Toujours d’actualité

Dans une esthétique qui s’installe dans les années 1980, les costumes, les perruques et les décors déclenchent d’emblée quelques rires. Le texte, véritable miroir du consumérisme d’une époque pas si lointaine et toujours d’actualité, agit par lui-même, poursuit Jean-Michel Anctil.

Et quand un malaise s’installe par un trop long silence, Georges, lui, veut le meubler. Dans la scène, «le party plate», où tous les personnages sont assis sur le divan, il le brise en parlant d’un banal cendrier.

Georges est un amoureux de la vie qui ne veut pas entendre parler des problèmes des autres, surtout pas de la dépression de sa femme Laurette (Brigitte Lafleur).

«Un moment donné Georges fait: “c’est pas neuf ce cendrier-là”. “Non, on l’a toujours eu”. Et là, je me lève, je vais montrer le cendrier et je dis: “Laurette, l’as-tu vu le cendrier?” Elle fait: “Oué, oué”. Et je retourne m’asseoir. Ce petit moment-là, ça me fait rire, ça marche ce bout-là. On a tous nos petits moments coups de cœur.»

Cette critique des banlieusards des années 1980 convainc à tous les coups de son actualité. Devant l’absence d’intérêt pour les autres, la misogynie et l’ignorance, certains propos doivent être remis dans le contexte de l’époque, croit Jean-Michel Anctil.
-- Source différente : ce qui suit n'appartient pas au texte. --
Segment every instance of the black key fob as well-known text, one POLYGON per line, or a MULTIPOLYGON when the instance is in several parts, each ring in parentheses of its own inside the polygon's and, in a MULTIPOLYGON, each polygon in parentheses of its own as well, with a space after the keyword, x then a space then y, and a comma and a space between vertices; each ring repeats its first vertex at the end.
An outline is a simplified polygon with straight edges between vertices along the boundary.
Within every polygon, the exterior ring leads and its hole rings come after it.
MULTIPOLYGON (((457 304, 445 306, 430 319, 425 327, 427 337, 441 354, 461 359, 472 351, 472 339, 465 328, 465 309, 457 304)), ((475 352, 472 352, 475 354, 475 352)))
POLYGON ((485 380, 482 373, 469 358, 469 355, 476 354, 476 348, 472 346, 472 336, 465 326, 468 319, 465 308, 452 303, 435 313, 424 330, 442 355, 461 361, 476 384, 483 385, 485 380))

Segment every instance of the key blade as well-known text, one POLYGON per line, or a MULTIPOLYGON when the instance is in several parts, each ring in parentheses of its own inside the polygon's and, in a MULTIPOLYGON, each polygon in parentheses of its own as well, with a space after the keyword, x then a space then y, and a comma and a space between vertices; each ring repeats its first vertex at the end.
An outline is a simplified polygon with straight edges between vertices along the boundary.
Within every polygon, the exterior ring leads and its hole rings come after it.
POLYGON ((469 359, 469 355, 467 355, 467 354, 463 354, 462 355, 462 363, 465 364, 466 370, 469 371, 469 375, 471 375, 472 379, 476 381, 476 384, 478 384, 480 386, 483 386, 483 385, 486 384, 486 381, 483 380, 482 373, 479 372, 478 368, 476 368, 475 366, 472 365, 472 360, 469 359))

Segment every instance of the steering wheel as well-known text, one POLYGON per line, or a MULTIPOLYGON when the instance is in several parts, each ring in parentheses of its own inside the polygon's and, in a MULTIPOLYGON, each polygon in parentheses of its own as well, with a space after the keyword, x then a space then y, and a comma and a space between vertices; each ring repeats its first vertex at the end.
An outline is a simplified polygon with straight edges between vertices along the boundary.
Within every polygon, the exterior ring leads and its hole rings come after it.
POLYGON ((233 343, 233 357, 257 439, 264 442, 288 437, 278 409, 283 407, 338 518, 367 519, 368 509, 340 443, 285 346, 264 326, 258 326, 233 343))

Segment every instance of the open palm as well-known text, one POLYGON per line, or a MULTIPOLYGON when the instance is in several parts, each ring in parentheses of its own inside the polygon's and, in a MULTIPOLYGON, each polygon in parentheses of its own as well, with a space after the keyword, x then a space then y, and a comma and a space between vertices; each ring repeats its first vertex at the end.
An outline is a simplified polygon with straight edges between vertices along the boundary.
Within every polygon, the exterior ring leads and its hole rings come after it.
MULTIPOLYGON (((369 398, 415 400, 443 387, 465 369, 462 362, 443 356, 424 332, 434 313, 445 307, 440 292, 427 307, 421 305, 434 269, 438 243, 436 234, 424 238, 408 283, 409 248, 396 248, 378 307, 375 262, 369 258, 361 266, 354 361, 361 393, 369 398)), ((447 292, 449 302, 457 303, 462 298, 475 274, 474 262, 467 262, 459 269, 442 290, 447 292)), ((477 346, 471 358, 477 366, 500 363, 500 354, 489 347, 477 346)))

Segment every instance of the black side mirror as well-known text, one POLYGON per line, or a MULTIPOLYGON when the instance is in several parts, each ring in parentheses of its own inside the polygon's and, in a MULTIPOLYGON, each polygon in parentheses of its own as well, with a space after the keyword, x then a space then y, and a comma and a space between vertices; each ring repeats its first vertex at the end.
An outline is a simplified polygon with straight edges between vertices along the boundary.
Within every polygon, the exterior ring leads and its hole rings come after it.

Mais la non-communication dont les personnages font preuve et les phrases qui ne veulent rien dire ne se sont pas fatiguées avec le temps.

«Entre nous des fois, on se disait qu’on a fait du voisin aujourd’hui. Tu dis des répliques et tu te rends compte que ça n’a pas de sens ce que tu dis. Comme “j’ai sorti mon char aujourd’hui, ça faisait deux jours qu’il était dans le garage”. Ouin, pis?», illustre Jean-Michel Anctil en riant.

Hommage aux auteurs 

Ce dernier se sent choyé d’interpréter Georges, d’avoir joué le texte de Meunier et Saia devant eux. Et de son metteur en scène, André Robitaille, il n’a que de bons mots.

«Il veut respecter le travail des auteurs. Il fallait que ce soit à la virgule près. “Ça va bien?” ne devient pas “comment ça va?” C’est ça qui est écrit, c’est ça qu’il faut que tu dises. C’est rendre hommage aux auteurs. Il disait qu’il ne faut pas que ça détonne. Il ne faut pas que personne ne tire la couverte parce que ça paraît. Il est patient, il amène de bonnes idées et c’est quelqu’un qui est à l’écoute. J’ai adoré travailler avec lui.»

Dans une esthétique qui s’installe dans les années 1980, les costumes, les perruques et les décors déclenchent d’emblée quelques rires.

La troupe de comédiens qui composent Les Voisins seront sur les planches de la salle Odyssée, à Gatineau, les 5, 6, 12 et 13 août. Mis à part Jean-Michel Anctil dans le rôle de Georges, la distribution réunira Marie-Chantal Perron (Jeanine), Vincent Gratton (Bernard), Brigitte Lafleur (Laurette), Rémi-Pierre Paquin en alternance avec Pierre-François Legendre (Fernard), Tammy Verge (Luce), Pier-Luc Funk en alternance avec Mickaël Gouin (Junior) et Catherine Brunet en alternance avec Élodie Grenier (Suzy).